22 Concluding remarks, next steps, and open problems

STATUS: Under construction.

22.1 Concluding remarks

There’s an old saying, something along the lines of ‘may you live in interesting times.’ I’m not sure if every generation feels this, but we sure live in interesting times. In this book, I have tried to convey some essentials that I think would allow you to contribute. But we are just getting started.

I’m 35 and so I am in the ‘data science didn’t exist when I was an undergraduate’ generation. In a little over a decade data science has gone from something that barely existed to a defining part of academia and industry. What does that imply for for you? It may imply that one should not just be making decisions that optimize for what data science looks like right now, but also what could happen. While that’s a little difficult, that’s also one of the things that makes data science so exciting. That might mean choices like:

  • taking courses on fundamentals, not just fashionable applications;
  • reading books, not just whatever is trending; and
  • trying to be at the intersection of at least a few different areas, rather than hyper-specialized.

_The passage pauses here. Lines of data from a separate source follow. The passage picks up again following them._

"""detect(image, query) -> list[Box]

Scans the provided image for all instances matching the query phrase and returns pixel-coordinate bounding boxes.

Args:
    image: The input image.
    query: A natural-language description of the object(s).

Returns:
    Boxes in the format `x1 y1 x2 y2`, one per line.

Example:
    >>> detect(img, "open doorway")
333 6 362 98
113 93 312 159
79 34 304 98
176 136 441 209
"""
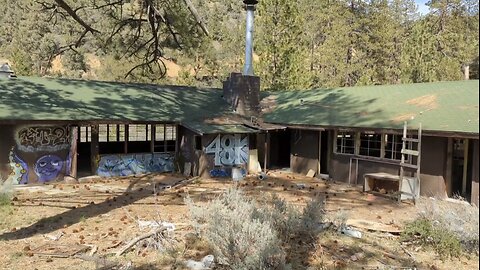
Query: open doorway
268 130 291 169
452 139 474 199
77 126 92 177
320 131 330 174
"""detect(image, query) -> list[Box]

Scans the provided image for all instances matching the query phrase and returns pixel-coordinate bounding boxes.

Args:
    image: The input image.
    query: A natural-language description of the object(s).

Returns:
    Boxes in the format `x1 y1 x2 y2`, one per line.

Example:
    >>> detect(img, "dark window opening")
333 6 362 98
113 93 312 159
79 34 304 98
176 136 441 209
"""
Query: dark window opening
359 133 382 157
195 136 202 150
336 132 355 154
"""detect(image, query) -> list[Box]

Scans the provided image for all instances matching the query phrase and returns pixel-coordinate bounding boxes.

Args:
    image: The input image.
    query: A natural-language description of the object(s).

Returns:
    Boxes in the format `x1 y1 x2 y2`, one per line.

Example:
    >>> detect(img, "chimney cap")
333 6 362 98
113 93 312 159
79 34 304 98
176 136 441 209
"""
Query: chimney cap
243 0 258 5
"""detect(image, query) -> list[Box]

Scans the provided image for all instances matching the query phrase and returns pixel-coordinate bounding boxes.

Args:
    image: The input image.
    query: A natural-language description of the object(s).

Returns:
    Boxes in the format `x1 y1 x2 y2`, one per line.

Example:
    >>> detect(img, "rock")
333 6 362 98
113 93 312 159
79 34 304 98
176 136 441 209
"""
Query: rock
78 176 102 183
339 226 362 239
185 255 215 270
64 176 78 184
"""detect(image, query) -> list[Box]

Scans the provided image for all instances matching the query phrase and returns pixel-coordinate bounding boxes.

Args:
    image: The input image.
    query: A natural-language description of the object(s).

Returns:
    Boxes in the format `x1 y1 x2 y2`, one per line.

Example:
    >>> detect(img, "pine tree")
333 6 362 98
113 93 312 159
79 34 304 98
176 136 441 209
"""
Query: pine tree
256 0 311 91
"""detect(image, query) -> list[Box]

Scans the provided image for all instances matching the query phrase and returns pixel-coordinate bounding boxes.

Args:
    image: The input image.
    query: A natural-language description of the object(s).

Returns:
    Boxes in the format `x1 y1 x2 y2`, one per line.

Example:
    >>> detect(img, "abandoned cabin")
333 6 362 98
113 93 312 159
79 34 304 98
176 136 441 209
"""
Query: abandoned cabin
0 70 478 205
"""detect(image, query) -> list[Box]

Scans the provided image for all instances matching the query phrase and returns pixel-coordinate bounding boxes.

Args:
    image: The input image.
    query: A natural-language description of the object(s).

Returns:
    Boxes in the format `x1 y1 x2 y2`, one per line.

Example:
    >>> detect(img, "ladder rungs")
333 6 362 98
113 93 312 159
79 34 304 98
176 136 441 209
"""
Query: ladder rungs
401 149 419 156
400 163 419 169
403 138 419 143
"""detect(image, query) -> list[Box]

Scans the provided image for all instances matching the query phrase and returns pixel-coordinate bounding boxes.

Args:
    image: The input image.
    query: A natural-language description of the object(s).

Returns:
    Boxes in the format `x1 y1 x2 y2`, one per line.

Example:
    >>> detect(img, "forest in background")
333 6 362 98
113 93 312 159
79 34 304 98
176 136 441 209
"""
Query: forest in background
0 0 478 90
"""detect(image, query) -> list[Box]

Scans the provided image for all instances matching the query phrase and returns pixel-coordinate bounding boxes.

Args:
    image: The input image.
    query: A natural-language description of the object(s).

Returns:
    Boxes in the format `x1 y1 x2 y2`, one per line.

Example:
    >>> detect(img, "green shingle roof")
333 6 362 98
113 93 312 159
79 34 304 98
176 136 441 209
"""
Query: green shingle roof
263 80 479 134
0 77 478 135
0 76 230 128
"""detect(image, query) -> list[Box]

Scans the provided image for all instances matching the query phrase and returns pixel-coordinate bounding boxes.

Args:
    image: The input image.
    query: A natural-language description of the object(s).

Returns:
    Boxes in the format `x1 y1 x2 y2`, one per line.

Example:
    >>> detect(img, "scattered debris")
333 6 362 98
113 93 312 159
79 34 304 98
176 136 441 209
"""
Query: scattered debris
258 172 267 181
63 176 78 184
78 175 102 183
185 254 215 270
30 243 90 258
338 226 362 239
346 219 402 234
115 226 168 257
43 231 65 241
137 220 175 232
296 183 306 189
306 169 316 178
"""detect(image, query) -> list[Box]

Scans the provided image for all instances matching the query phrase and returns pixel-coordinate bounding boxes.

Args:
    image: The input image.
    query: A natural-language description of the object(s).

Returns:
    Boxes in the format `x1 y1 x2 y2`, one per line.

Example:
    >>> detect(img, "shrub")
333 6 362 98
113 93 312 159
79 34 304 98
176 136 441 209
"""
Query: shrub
0 179 13 207
419 198 479 254
402 198 480 258
186 188 286 269
402 218 462 258
186 188 325 269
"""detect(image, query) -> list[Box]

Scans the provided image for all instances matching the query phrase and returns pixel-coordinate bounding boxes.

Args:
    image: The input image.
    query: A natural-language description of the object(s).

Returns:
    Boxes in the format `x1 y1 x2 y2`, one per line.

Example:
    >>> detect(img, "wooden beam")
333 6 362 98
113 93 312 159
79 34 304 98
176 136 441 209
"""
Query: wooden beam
318 130 322 174
124 124 129 154
354 132 361 155
380 133 386 159
164 124 167 152
446 138 453 196
462 139 469 195
264 132 270 173
150 124 155 153
90 125 99 175
70 126 78 178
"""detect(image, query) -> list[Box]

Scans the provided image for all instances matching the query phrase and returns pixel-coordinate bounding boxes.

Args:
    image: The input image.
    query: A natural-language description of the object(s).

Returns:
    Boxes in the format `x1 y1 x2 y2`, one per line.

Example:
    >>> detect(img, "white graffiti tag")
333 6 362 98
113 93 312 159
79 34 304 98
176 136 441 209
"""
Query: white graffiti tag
205 134 248 166
15 126 70 152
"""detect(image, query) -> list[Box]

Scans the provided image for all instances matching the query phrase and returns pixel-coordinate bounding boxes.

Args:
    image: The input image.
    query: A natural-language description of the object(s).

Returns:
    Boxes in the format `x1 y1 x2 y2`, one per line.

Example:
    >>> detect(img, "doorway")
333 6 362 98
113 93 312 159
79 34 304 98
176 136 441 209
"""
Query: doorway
452 139 473 199
268 130 291 169
320 131 330 174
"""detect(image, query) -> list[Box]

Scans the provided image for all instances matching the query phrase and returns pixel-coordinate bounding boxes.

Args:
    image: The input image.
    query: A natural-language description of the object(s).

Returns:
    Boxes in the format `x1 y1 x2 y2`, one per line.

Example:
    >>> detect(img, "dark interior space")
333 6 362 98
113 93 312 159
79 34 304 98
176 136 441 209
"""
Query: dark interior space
269 130 291 169
77 142 91 177
451 139 472 198
320 131 330 174
99 142 124 154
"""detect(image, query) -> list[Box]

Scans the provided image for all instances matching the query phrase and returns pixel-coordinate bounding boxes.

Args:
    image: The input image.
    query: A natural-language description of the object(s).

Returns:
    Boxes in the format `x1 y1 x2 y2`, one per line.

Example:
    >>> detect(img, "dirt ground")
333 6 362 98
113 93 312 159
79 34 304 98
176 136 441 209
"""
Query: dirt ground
0 171 478 270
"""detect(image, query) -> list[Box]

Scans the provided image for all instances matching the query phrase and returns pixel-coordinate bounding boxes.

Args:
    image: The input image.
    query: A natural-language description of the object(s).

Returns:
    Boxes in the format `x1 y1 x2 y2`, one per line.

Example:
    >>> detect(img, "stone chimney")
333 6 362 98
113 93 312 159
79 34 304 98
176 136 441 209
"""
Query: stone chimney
223 73 260 116
221 0 260 117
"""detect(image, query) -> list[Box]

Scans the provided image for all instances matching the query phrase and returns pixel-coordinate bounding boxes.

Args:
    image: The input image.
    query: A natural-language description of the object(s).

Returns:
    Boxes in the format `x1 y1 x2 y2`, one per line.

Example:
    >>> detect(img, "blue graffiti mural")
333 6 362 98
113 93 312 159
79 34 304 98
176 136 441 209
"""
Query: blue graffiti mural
34 155 64 183
209 168 231 178
97 153 174 177
9 149 28 184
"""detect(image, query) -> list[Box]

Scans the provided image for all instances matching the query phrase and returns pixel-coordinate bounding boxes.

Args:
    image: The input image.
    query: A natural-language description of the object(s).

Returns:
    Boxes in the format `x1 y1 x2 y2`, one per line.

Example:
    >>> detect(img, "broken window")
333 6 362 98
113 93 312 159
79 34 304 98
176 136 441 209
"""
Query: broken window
154 124 177 152
385 134 402 160
359 133 382 157
336 132 355 154
99 124 108 142
108 125 118 142
79 126 91 142
128 124 148 141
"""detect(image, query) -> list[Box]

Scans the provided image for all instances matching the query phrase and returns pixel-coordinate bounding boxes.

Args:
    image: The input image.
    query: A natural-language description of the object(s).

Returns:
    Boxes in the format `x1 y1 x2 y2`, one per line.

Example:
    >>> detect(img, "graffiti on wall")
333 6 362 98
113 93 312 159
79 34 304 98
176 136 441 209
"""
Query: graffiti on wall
7 125 72 185
16 126 70 152
97 153 174 177
205 134 248 166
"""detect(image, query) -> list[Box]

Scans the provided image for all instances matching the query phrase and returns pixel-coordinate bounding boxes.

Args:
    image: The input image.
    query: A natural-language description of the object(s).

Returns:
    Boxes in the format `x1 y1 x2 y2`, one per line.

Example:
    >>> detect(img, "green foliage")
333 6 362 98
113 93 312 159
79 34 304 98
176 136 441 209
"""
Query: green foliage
0 0 477 88
402 218 462 258
256 0 312 91
0 192 11 207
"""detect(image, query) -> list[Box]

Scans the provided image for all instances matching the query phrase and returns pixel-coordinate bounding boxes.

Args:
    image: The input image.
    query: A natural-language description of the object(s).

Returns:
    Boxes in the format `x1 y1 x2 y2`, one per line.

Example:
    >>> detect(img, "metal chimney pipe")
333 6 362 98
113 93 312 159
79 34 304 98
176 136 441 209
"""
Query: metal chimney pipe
243 0 258 76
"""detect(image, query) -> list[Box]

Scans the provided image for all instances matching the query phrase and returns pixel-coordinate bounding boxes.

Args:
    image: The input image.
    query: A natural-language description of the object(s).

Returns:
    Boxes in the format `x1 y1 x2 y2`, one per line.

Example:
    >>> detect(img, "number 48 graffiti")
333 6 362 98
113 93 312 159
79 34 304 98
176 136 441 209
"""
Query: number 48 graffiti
205 134 248 166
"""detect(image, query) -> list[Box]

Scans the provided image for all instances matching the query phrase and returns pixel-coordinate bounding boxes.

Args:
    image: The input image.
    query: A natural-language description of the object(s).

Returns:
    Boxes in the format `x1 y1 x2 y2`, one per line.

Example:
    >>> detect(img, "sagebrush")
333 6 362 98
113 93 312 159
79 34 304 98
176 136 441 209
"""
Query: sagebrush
402 198 479 258
186 188 325 269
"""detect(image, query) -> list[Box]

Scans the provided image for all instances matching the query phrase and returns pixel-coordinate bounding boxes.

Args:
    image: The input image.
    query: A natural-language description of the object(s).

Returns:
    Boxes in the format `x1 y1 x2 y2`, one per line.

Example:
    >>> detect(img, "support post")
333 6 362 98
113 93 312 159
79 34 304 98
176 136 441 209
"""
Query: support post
462 139 469 196
399 122 407 202
150 124 155 153
318 131 322 174
90 125 99 175
446 138 453 197
124 124 129 154
70 126 78 178
380 133 386 159
264 132 269 173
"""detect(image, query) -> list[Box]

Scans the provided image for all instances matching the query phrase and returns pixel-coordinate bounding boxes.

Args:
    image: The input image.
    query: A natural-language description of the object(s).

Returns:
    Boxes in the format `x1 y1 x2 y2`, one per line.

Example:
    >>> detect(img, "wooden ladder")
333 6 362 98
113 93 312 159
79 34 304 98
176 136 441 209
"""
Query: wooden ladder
398 122 422 204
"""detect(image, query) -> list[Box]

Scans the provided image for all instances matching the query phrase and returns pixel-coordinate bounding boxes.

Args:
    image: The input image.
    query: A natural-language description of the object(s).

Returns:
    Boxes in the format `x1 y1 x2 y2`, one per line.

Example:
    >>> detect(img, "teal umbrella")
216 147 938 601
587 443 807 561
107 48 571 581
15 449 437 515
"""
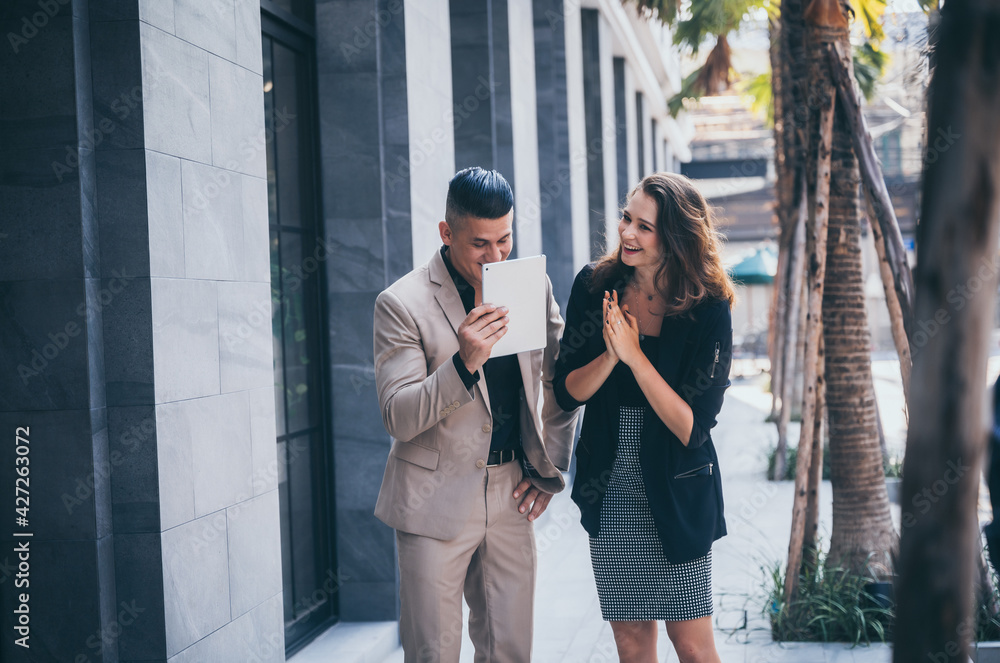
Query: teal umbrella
729 246 778 285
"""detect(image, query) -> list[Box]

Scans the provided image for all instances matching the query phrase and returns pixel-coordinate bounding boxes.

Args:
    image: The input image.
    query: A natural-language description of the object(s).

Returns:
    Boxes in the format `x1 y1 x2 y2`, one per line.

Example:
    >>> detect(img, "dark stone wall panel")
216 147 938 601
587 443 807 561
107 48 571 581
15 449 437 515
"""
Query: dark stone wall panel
613 57 627 205
0 279 92 411
0 538 114 663
100 276 154 407
581 9 605 261
114 532 168 660
316 0 411 622
335 501 396 582
0 15 78 152
328 290 378 366
636 91 645 179
107 404 160 533
0 409 98 539
89 19 145 151
533 0 573 308
95 148 151 278
0 146 86 282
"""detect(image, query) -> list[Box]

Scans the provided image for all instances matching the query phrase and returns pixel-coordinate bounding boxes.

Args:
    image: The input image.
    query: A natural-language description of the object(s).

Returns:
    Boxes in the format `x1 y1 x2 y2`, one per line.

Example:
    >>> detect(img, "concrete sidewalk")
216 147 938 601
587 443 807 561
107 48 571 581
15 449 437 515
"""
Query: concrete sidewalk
368 371 896 662
292 357 1000 662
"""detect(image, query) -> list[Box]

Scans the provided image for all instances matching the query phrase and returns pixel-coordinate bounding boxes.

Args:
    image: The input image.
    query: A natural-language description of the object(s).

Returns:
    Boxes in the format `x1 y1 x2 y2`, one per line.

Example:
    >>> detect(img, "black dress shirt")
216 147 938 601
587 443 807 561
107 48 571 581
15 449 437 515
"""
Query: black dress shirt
441 246 523 454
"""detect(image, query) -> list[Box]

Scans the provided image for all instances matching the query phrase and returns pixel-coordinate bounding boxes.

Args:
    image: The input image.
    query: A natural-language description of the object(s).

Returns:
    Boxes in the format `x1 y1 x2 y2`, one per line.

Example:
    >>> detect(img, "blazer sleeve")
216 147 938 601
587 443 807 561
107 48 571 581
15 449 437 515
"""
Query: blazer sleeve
553 265 603 412
539 275 581 472
682 301 734 449
373 288 475 442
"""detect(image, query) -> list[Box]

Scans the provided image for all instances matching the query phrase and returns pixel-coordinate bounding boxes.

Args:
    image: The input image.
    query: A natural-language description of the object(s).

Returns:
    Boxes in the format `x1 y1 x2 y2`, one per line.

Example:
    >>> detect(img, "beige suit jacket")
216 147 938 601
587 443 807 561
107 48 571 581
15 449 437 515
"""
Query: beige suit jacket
373 249 580 540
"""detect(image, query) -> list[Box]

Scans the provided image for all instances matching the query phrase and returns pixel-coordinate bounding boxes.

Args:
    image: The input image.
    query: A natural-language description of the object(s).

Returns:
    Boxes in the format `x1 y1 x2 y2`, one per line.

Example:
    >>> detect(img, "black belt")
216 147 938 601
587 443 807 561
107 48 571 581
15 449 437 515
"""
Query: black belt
486 448 523 467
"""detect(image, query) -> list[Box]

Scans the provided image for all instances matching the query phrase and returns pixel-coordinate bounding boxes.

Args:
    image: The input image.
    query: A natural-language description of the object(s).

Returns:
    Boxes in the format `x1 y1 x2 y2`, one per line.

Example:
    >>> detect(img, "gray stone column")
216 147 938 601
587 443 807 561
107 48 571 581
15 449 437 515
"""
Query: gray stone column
613 56 628 205
532 0 574 307
652 118 659 172
0 2 117 660
315 0 412 621
580 8 604 261
635 91 645 180
1 1 283 661
450 0 515 195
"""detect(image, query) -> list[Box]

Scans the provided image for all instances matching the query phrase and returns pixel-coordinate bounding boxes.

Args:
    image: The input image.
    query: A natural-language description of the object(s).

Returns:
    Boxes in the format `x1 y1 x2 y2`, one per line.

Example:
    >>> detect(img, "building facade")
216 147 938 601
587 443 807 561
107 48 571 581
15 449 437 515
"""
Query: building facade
0 0 689 659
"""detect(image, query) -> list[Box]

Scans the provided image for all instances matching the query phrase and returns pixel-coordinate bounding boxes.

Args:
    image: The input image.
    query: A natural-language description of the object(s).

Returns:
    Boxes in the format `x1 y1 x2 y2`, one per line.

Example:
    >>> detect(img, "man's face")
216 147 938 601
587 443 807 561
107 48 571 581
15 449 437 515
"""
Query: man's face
439 211 514 289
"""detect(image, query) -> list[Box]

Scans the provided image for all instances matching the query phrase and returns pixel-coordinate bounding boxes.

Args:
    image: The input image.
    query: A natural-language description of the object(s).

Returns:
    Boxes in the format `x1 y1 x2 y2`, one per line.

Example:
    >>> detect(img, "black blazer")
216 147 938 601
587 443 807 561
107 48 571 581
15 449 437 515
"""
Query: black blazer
553 264 732 564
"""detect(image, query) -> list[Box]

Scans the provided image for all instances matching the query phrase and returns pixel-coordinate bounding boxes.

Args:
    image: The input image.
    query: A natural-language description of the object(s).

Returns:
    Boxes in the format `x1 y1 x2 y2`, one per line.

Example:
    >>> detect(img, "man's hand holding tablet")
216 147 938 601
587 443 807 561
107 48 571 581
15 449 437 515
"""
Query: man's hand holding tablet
456 304 509 374
481 255 547 357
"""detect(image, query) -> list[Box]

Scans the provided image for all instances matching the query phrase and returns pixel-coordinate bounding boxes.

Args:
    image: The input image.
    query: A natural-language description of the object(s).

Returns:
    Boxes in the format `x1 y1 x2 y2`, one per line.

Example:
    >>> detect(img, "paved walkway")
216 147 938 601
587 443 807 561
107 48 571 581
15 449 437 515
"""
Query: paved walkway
377 366 908 662
298 357 999 662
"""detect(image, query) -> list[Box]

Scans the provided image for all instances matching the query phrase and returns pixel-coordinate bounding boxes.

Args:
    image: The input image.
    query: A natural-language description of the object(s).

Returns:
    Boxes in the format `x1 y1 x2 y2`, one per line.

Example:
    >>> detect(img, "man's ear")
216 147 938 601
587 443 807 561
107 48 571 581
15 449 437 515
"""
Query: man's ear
439 220 452 246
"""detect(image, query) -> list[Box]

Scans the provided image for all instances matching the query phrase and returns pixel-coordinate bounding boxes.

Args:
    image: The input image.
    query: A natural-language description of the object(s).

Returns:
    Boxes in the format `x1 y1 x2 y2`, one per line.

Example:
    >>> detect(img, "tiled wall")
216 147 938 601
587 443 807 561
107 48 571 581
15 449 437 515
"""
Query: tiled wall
0 0 283 660
562 0 590 277
532 0 574 308
315 0 412 622
613 57 629 206
581 8 606 261
0 2 119 660
450 0 515 187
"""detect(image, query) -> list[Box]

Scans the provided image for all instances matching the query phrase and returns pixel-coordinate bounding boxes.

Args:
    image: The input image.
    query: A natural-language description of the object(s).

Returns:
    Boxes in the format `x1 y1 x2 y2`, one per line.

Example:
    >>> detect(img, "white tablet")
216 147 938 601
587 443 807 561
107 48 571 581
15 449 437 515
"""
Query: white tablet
481 255 547 357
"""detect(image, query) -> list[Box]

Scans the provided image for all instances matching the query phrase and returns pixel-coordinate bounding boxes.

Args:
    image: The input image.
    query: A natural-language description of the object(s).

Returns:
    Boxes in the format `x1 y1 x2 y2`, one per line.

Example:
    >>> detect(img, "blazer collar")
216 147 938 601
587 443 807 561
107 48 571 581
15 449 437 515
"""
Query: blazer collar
430 249 468 337
429 249 496 414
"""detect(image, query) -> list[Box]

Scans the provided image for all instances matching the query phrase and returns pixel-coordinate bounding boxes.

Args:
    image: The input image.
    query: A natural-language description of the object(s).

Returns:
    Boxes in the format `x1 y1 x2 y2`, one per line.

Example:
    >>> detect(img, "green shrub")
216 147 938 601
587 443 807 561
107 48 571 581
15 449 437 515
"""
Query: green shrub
766 444 831 481
762 544 1000 644
766 445 903 481
883 454 904 479
976 548 1000 641
763 550 892 644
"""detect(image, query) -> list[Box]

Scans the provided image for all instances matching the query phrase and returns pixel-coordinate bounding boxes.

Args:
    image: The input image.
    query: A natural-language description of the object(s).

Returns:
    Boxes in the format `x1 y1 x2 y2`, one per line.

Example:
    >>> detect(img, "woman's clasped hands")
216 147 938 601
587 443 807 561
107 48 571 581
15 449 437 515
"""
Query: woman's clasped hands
603 290 644 369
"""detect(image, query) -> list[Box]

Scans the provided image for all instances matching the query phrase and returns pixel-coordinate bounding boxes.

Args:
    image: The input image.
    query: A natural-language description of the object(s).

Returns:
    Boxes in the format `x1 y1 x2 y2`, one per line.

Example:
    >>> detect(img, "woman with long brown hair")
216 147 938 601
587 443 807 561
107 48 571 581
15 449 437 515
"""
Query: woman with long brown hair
554 172 736 662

I’m just someone who likes to play with data using R. A decade ago I wouldn’t have fit into any particular department. I’m lucky that these days there is space in data science for someone like me. And the nice thing about what we now call data science is that there’s space for you as well.

Data science needs diversity. Data science needs your intelligence and enthusiasm. It needs you to be in the room, and able to make contributions. We live in interesting times and it’s just such an exciting time to be enthusiastic about data. I can’t wait to see what you build.

22.2 Next steps

This book has covered a lot of ground. Chances are there are aspects that you want to explore further, building on the foundation that you have established. If so, then I’ve accomplished what I set out to do.

For learning more about R in terms of data science, there is only one recommendation that is possible and that is Wickham and Grolemund (2017). To deepen your understanding of R itself, go next to Wickham (2019a).

If you’re interested in learning more about causality then start with Cunningham (2021) and Huntington-Klein (2021).

If you’re interested to learn more about statistics then begin with Johnson, Ott, and Dogucu (2022), McElreath (2020), and Gelman et al. (2014). You should probably also backfill some of the fundamentals, starting with Wasserman (2005).

There is only one next natural step if you’re interested in learning more about statistical (what’s come to be called machine) learning and that’s James et al. (2017) followed by Friedman, Tibshirani, and Hastie (2009).

If you’re interested in sampling then the next book to turn to is Lohr (2019). To deepen your understanding of surveys and experiments, go next to Gerber and Green (2012) in combination with Kohavi, Tang, and Xu (2020).

For graphs turn to Healy (2018).

Writing go to…

Thinking through production and SQL and things like, a next natural step is…

We often hear the phrase let the data speak. Hopefully by this point you understand that never happens. Never do anything in moderation, and if you can’t do anything else then, be kind.